A coronavirus vaccine being developed by the University of Oxford and AstraZeneca is safe and shows signs of inducing an immune response, according to early clinical trial results published Monday in the medical journal The Lancet.
The trial did not look at whether the vaccine prevents coronavirus infection, however. That's a question that will be answered in trials that are ongoing.
The trial results found that the vaccine generated two "strong" immune responses: the production of both antibodies and T cells. The immune system makes antibodies in response to a virus so it can recognize it and fight it off a second time. T cells are also important, because they search for infected cells, attacking and killing them.
"We're getting both sides of the immune system stimulated, and that is fairly unusual for vaccines," Adrian Hill, director of the Jenner Institute at Oxford University, told NBC News.
It is "good news — another step forward on the long road" to having a COVID-19 vaccine, Dr. William Schaffner, an infectious disease expert at the Vanderbilt University Medical Center in Nashville, said. He was not involved in the vaccine research.

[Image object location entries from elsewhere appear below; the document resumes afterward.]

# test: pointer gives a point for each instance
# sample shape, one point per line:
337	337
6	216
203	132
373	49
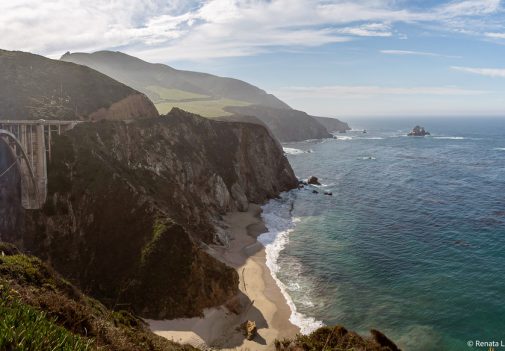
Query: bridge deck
38	122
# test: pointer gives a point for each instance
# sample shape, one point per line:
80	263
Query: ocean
411	243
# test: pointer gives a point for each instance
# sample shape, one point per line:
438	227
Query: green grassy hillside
35	87
205	108
41	311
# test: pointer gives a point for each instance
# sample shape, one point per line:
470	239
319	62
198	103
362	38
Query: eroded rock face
11	213
131	204
134	106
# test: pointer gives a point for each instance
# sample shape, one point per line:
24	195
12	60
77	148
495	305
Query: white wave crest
450	138
277	218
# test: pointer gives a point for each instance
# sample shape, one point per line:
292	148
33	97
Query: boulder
313	180
418	131
383	340
249	329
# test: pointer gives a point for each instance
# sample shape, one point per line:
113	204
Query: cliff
35	87
286	125
333	124
132	206
41	311
205	94
149	78
337	338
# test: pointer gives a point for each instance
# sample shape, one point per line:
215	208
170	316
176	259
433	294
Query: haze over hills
35	87
205	94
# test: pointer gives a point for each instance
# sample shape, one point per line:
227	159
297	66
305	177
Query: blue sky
326	57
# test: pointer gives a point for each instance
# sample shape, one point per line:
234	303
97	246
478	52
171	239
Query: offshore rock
313	180
418	131
131	207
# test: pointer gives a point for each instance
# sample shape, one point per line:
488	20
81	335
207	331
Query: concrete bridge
30	145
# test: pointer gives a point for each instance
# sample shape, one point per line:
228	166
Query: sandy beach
259	295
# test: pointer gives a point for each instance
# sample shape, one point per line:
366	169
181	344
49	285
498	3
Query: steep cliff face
333	124
285	124
11	214
131	206
35	87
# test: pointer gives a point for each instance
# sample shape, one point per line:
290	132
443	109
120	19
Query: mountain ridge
205	94
35	87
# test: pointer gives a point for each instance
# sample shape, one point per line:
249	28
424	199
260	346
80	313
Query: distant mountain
203	94
333	124
286	125
166	85
35	87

The World Health Organization echoed similar cautious optimism. "This is a positive result," Dr. Mike Ryan, executive director of the WHO's health emergencies program, said during a news conference Monday, adding, "there is a long way to go. These are phase 1 studies. We now need to move into larger-scale, real-world trials."
The Oxford trial included 1,077 participants, all adults ages 18 to 55. Ten participants also received a booster shot 28 days after the initial shot. Fatigue and headache were the most common side effects reported among all of the participants.

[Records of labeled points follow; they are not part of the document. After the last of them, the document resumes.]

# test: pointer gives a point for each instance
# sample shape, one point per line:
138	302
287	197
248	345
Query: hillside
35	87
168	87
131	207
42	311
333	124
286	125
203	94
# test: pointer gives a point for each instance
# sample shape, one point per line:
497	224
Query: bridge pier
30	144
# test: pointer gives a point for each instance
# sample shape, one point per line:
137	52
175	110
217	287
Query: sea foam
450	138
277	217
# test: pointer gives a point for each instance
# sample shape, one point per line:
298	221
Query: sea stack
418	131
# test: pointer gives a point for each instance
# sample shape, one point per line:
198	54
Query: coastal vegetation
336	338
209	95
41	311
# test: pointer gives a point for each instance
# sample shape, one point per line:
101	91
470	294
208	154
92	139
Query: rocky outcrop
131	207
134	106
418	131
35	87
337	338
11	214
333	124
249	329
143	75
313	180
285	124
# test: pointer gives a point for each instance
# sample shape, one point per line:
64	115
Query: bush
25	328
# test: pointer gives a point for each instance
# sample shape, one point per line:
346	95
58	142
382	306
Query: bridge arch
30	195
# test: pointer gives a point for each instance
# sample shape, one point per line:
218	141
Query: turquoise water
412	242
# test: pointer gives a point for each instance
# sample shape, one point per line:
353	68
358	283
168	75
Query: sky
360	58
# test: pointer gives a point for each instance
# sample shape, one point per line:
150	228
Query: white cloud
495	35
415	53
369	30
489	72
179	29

A T cell response was noted within 14 days of receiving the first dose of the vaccine. Antibody levels peaked around 28 days after the first shot, and lasted for at least 56 days. It's unclear how long that immunity will last.
The clinical trial did not establish whether the vaccine protects against coronavirus infection. That will be determined in the phase 3 trials, which are taking place in Brazil, South Africa and the United Kingdom. Trials will also be started in other parts of the world, including the United States.

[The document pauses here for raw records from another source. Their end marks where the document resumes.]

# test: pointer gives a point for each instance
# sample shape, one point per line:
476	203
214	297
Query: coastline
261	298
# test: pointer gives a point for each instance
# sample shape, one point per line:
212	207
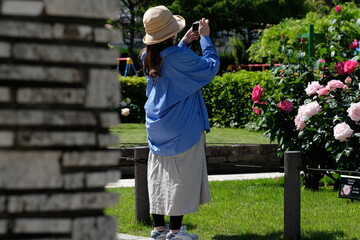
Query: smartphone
195	26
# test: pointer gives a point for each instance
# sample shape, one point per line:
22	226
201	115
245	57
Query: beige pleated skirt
178	184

"We want to look at the efficacy of the vaccine in different populations," Hill said.
The vaccine is made from a weakened form of a common cold virus, called an adenovirus, that's been genetically modified to carry instructions for cells to make the coronavirus's notorious spike protein. The idea is that, if the vaccine can instruct human cells to make this protein, the human system can learn to recognize it and better protect against infection.
Early research found that the experimental vaccine induced antibody production in six rhesus macaques. These monkeys are considered to be good proxies for how drugs could work in people because they share a majority of their genes with humans. When the researchers exposed the vaccinated animals to the coronavirus, they did not develop pneumonia or other lung problems.
The global race toward a vaccine for COVID-19 — which, by Monday had sickened nearly 15 million people worldwide — is, indeed, moving far more quickly than work on previous vaccines.
And there is unlikely to be a single "winner." Multiple vaccines will be necessary to cover the entire world.
Indeed, dozens of teams across the world are working on potential coronavirus vaccines. At least 140 are in development, and nearly two dozen have reached human trials.
Moderna, a Cambridge, Massachusetts-based biotech company, published the phase 1 trial results of its vaccine last week, and announced plans to begin its final phase of human testing at the end of July. In the phase 1 trial, researchers reported that all 45 volunteers developed antibodies key to fighting the coronavirus.
Like the Oxford vaccine, both the Moderna and the Pfizer COVID-19 vaccines in development also suggested T cell responses. Moderna's T cell response appears to have been weaker, though it exhibited a strong antibody response. The Pfizer study was posted Monday to a preprint server and has not been published in a peer-reviewed journal.
Researchers "are working very rapidly. We're saving time, because we're doing some things simultaneously, that we used to do in sequence," Schaffner said. "No corners are being cut."
Asked whether a finished Oxford vaccine was likely in the next year, Hill said the research was still targeting 2020.
"A vaccine later this year is not impossible. A lot of things would have to go right for that to happen and to be deployed in 2020, but we're still targeting that."